Rohn Buser cruises to Jr. Iditarod victory

KASILOF, Alaska — Rohn Buser seemed to be heading for a win all season, and he got it – decisively – in the 2007 Junior Iditarod, a roughly

120-mile blitz of a race that pits some of the best young distance mushers in Alaska against fast trails and temperatures dropping well below zero.

Rohn, the 17-year-old son of four-time Iditarod champion Martin Buser from Big Lake, finished a strong fourth in the tough Kuskokwim 300 in January. He followed that with a close second in the Goose Bay 120 in early February.


He capped that trend by completing the Junior Iditarod at 8:27 a.m. Sunday, more than half an hour ahead of second place, Megan Hedgecoke of Two Rivers. Hedgecoke surged ahead in a hard-fought battle for second place, nipping Jessica Klejka of Bethel by five minutes. Melissa Owens, the 2005 Junior Iditarod winner, was just a minute behind Klejka, claiming fourth. Ellen King, daughter of the standing Iditarod champion, Jeff King of Denali Park, closed out the top five.

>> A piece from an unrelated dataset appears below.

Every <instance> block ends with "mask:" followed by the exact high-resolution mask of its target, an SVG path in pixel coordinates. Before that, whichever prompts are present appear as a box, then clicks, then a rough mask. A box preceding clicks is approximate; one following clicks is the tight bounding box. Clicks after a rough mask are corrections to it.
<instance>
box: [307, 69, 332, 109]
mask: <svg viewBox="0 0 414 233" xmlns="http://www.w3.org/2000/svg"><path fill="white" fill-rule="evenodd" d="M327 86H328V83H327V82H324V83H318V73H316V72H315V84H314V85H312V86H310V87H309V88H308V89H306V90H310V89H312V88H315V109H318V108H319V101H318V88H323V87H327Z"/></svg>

Rohn had about an hour lead on the rest of the field as his dogs loped along the Susitna River, opening up to their natural gait in response to a hard-packed trail, frigid temperatures and the breaking dawn. He then made a mistake, calling his dogs up off the river onto another trail, this one used by the Iron Dog snowmachine race, according to his mother, Kathy Chapoton. He went 10 minutes before realizing the error. He lost more time doubling back. Any time you turn a dog team around on a trail, there’s a risk of a big tangle as the dogs, no longer lined straight and focused, mill back as a big group in the other direction. The sled can get caught up in the snowhook as it spins around. It’s never an easy task. And it wasn’t for Rohn. He had a big tangle as he got the team sorted out, then one of the dogs ran off as he unhooked them to untie the furry, living knot.

Rather than take off on foot after the loose dog, he relied on his knowledge of his own dogs. He pulled the hook and set off back to the race trail, figuring the dog would give chase. It did, and Rohn quickly hooked it back in with its teammates.

By the time he reached the finish line, he was still unsure if anybody had passed him, and his family said he was “relieved” to find out he’d won.

Like any race, Rohn’s experience was just one of 26 adventures on the trail this year. Twenty-six teams – a huge field for the Junior Iditarod – started the race, and most of them completed it. Several took wrong turns, just like Rohn, and a few learned the hard lessons that all mushers learn. Sometimes a leader would quit, and the young musher had to find some dog to step up and take charge.

Finishing second to Buser was a relative unknown, Megan Hedgecoke of Two Rivers. A neighbor to Iditarod musher Judy Currier, Megan ran some of Currier’s dogs, including a leader named Imac that Currier raced recently in the Tustumena 200. Megan took off from the halfway point riding her drag to ease the team back a little. Her team picked up steam and she wound up running with, and eventually passing, Melissa Owens and Jessica Klejka. Megan also cleaned up at the awards ceremony, earning the humanitarian, rookie of the year and top female finisher awards. Her leader, Imac, also won the blue harness award for most outstanding lead dog.

“It was awesome,” Klejka said. “The whole way back, we were running – me, Meghan and Melissa – running down the river.” Literally running? “Yeah, running.”

Her father, Joe, reported it was minus 30 on the river, but a balmy 5 below up on the bank where they camped at Yentna Roadhouse.

The race is open only to mushers who are 14 to 17 years old. The trail set off at the Knik Lake, following the historic Iditarod trail through rolling, birch-pocked hills to the Susitna River, where teams turned north for a short spell before carving a lefthand turn up the Yentna River to Yentna Station and the halfway point. There, they camped for a mandatory 10-hour layover, where they weren’t allowed inside the lodge. That’s standard procedure for this race, intended as a way to teach about caring for dogs and coping in the Alaska outdoors.

Of course, there’s a huge bonfire; and, unlike other races, the mushers competed in a marshmallow-eating contest.

And, since Rohn was the only male among the front six teams, there was some ribbing at the finish banquet. According to Chapoton, the five female drivers got together, hunted down a tiara and crowned Rohn as an honorary member of their sisterhood. (I wasn’t able to track down Ellen King, but that kind of prank sounds like something she would dream up.)

With a 300-miler and two 120-milers completed at age 17, Chapoton said Rohn is considering running the Iditarod in 2008, before heading off to college. “He’s a senior next year, and he’ll see if he can work it out with class schedule. It’s not a 100 percent thing. But he likes racing.”

And, yes, there are jokes already circulating around the Buser home about having two champions in the house. Martin apparently has said, “The pressure’s on. A lot of people are saying in modern times, a father needs to follow in the footsteps of the son.”